Everything described in this framework sounds reasonable in retrospect. Slack called itself the email killer and positioned team chat as something completely different from chat. Liquid Death put water in a tallboy can and called it mountain water. Salesforce put a red circle with a line through it over the word "software" and went to every industry conference dressed as protesters against their own category.
In retrospect, these look like smart, calculated moves. At the time, they looked unhinged.
And that is not a side effect. It is a necessary condition.
## **Why you have to look unhinged**
Meaning is created via difference. The further your meaning is from everything else in the category, the more distinctive it is, the more potential it has to connect with desires that nothing else is currently connecting with. A meaning that is close to everything else in the market is, by definition, not far from what already exists. It will be experienced as another tool, described as another tool, and spread as another tool.
The meanings that create initial advantages are the ones that occupy positions nobody else is standing in; not because nobody thought of them, but because they look too strange, too risky, too far from what a serious company in this space would say. There is a gap there precisely because the gap feels embarrassing to fill.

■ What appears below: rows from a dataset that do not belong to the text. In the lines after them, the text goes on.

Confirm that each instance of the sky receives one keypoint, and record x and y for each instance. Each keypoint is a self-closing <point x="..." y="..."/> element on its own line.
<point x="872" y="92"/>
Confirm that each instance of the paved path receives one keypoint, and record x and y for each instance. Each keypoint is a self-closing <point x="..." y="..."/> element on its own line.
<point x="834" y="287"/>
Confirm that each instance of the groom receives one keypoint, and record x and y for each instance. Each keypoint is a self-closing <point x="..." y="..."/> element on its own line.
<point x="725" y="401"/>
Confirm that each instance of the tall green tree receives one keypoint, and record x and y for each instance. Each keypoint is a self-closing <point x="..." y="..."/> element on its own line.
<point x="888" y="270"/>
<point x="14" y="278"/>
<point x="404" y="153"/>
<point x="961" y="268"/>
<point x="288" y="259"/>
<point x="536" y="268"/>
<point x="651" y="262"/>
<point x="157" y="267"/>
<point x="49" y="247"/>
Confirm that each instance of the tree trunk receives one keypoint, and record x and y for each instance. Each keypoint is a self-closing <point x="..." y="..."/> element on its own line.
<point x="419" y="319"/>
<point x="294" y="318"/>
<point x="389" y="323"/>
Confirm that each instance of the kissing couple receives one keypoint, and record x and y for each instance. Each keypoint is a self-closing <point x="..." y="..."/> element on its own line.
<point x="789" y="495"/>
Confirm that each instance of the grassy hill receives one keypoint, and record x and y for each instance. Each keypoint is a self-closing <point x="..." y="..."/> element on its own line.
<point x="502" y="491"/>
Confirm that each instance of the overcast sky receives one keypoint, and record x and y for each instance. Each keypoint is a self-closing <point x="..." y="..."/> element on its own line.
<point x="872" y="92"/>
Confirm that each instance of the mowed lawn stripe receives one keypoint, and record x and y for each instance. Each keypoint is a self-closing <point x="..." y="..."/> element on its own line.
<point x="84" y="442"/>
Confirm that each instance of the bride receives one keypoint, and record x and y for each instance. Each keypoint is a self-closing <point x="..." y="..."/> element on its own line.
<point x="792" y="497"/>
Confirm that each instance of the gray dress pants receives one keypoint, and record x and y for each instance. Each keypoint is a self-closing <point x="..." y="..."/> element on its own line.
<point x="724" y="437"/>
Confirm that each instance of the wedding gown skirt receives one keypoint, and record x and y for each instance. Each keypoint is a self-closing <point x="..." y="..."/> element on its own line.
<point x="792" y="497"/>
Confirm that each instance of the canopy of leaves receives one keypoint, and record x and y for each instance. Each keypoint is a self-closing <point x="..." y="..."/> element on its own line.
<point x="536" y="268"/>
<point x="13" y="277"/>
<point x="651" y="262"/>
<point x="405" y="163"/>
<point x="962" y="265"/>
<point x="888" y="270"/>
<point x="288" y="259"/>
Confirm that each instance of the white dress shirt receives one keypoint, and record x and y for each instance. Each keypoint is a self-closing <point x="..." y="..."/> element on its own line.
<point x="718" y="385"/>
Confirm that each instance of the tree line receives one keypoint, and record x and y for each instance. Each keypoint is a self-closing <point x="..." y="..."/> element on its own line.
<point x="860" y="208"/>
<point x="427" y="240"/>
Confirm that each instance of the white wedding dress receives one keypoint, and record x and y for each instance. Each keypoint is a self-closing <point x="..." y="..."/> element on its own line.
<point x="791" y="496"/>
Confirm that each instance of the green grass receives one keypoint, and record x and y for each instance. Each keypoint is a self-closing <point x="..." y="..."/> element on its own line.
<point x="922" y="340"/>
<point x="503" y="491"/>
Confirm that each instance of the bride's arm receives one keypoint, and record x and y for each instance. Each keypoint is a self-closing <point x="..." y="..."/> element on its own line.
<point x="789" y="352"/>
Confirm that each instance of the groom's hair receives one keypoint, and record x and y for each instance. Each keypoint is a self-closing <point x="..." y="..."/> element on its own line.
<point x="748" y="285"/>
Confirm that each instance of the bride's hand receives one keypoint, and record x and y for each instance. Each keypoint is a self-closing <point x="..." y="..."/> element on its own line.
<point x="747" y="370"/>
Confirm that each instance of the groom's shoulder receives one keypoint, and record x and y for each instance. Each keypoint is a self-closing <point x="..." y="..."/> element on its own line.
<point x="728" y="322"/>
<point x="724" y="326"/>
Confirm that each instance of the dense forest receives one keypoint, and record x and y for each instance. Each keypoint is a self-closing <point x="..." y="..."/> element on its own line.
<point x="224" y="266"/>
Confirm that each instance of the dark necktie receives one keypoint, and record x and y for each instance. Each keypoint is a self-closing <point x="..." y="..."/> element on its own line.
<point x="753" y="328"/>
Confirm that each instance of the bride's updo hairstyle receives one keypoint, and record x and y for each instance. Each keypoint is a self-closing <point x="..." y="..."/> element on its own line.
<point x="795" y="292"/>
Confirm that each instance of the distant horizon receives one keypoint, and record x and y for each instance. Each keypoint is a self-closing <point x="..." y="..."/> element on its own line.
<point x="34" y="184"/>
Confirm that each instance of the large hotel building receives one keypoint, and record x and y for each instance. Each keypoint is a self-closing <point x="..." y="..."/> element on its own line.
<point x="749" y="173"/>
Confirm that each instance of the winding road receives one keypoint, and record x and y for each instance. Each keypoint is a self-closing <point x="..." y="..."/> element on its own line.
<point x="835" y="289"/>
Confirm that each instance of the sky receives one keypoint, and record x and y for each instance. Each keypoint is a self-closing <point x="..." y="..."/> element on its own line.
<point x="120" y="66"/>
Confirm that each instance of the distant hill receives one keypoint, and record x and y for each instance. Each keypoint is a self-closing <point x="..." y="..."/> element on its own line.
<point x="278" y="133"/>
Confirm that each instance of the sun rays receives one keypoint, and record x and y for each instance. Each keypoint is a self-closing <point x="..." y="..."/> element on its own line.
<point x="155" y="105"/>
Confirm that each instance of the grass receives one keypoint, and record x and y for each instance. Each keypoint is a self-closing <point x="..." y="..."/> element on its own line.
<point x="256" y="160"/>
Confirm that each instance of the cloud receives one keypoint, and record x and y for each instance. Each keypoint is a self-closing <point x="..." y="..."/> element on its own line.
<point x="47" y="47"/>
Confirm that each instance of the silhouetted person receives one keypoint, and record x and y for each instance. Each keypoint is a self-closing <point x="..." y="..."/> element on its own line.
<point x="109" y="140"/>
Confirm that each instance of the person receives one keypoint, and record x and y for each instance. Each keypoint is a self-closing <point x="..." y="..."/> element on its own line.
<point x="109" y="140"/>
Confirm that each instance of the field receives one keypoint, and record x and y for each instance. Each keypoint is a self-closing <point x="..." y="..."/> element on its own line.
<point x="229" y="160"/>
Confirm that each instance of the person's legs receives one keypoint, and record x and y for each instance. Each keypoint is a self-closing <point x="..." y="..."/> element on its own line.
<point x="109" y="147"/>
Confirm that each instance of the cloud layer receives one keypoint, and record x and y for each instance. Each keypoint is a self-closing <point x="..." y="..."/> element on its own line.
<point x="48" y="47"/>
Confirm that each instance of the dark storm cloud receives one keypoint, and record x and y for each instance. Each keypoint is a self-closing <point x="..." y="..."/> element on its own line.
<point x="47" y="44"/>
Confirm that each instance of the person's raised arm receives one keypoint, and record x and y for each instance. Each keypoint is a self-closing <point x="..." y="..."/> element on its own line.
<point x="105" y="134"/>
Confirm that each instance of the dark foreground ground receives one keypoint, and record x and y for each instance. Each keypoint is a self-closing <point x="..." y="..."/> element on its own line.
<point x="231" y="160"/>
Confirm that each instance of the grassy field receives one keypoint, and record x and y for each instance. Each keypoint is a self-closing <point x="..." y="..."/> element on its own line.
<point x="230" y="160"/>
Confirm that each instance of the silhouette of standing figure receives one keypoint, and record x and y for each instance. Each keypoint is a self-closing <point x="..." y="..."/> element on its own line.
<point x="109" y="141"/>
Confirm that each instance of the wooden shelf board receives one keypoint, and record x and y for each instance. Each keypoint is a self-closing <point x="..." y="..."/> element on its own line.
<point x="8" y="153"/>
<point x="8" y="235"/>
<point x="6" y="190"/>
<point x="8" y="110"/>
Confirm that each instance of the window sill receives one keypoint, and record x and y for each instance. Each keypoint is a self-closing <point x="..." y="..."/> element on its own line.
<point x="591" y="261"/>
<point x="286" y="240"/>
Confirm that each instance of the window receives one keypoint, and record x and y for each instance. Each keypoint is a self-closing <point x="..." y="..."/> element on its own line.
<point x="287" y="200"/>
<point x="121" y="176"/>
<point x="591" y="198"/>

Think about what it felt like to tell people, in 2013, that your team chat software was going to kill email. The immediate reaction from critics was: "brother, it's a chat app with dark mode." That is exactly what you want. The haters are confirming that the meaning is genuinely different. If nobody is dismissing your positioning, you are probably not far enough from the center.
## **The practical implication**
This doesn't mean being different for the sake of it. It doesn't mean being provocative as a strategy. What it means is that the right meaning; the one that enters the user's fantasy frame, that connects with desire and identity in a way competitors haven't; is going to feel uncomfortable to put into the world. It is going to attract criticism before it attracts believers. Your investors will raise an eyebrow. Your competitors will dismiss it. That discomfort is not a sign you're wrong. It is often the most reliable signal that you have found something real.
The alternative is playing it safe: a meaning close enough to the category to feel credible, different enough to feel distinct, but not so different that anyone finds it remarkable. That is the recipe for staying a Tool. The bold path is the only path to the initial advantage that starts the flywheel.